Because kissing him did something to the way my body works, and it's rearranging connections deep in my brain, and I'm still trying to figure out how it's going to change my script.

At that, he leaves his glass on the table and licks his lips.

"Yeah," he says. "They can. That's why they matter so much."

"Maybe that's why it never worked back when I was dating. I never felt anything remotely like that."

I take a deep breath. This big man sitting in front of me, so handsome, so loyal, will kiss someone else one day, and feel that way. I'll go back to my role as a third wheel. I'll think back to the time we were married, and remember when kissing him gave me palpitations. I'll miss him again.

But I'll be happy when it happens for him, because I will know his soul is full of fireworks.

He smirks. "I'm glad to hear that it never happened for you."

"You are?"

He shifts our hands together, until his thumb rests on top of my rings.

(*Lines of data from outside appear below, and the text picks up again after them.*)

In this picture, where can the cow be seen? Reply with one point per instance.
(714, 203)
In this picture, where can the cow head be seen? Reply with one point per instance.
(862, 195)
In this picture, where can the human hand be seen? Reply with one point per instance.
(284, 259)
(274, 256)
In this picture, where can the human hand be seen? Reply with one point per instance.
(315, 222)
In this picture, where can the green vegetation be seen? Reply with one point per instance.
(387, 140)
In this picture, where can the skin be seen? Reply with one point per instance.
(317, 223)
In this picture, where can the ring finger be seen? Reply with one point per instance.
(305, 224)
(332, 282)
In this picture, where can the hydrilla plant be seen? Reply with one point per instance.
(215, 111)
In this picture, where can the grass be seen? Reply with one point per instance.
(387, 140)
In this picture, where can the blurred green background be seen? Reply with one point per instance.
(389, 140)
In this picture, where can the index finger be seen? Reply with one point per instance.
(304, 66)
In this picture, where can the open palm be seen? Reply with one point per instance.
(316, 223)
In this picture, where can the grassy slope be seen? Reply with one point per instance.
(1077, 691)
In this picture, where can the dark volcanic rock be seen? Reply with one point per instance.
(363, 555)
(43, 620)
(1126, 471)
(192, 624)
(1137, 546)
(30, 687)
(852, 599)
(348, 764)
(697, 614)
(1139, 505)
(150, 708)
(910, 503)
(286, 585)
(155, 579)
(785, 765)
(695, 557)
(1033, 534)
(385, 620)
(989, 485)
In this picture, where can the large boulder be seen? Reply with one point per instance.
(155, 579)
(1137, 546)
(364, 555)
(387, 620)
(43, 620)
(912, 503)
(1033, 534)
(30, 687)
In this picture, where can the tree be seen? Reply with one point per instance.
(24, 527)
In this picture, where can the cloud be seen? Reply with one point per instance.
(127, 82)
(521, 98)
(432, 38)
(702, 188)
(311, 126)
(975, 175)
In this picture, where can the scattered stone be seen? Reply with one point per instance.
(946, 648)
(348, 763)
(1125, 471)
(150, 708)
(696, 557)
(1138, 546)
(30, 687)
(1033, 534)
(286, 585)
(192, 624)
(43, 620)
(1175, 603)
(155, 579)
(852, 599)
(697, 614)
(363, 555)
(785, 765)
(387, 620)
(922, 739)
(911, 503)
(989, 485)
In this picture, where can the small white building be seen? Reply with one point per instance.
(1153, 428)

He smirks. "If either of us had had a kiss like that before, we wouldn't be here."

That shouldn't feel romantic. My heart shouldn't skip a beat. It shouldn't feel hard to breathe. And none of it happens— not really. They are only a mirage, caused by what we're discussing, and whatever is happening in those deep parts of my brain I have no power over.

I'm glad to know better. Otherwise, the next phase would be having proper romantic feelings. I would start hoping for romantic things, and I could end up pretending I can be romantic like they are in those shows.

Fuck, if only I could be more like the people in those shows, then I might have taken more risks in life. But I'm not.

I manage a small smile. "Do you think Tamara knows we got married?"

He lifts both eyebrows as if he hadn't considered that before. "It's likely, I guess. If she follows anyone on social media… or if she's still in touch with any of her friends from Seattle and someone told her…"

"What do you think she makes of it?"

"I think she'd still be trying very hard not to be jealous. Just like she tried back then."

It shouldn't make me feel better that she was just as jealous of me as I was of her, where neither of us tried to make a big deal out of it. But if I can barely manage the way my body has been acting lately, I have much less power over my heart.

The ledge I step onto is made of old brick and mortar, just like Bear described. Nothing touches me, but I'm wearing a harness and I'm hooked to thick bungee cords.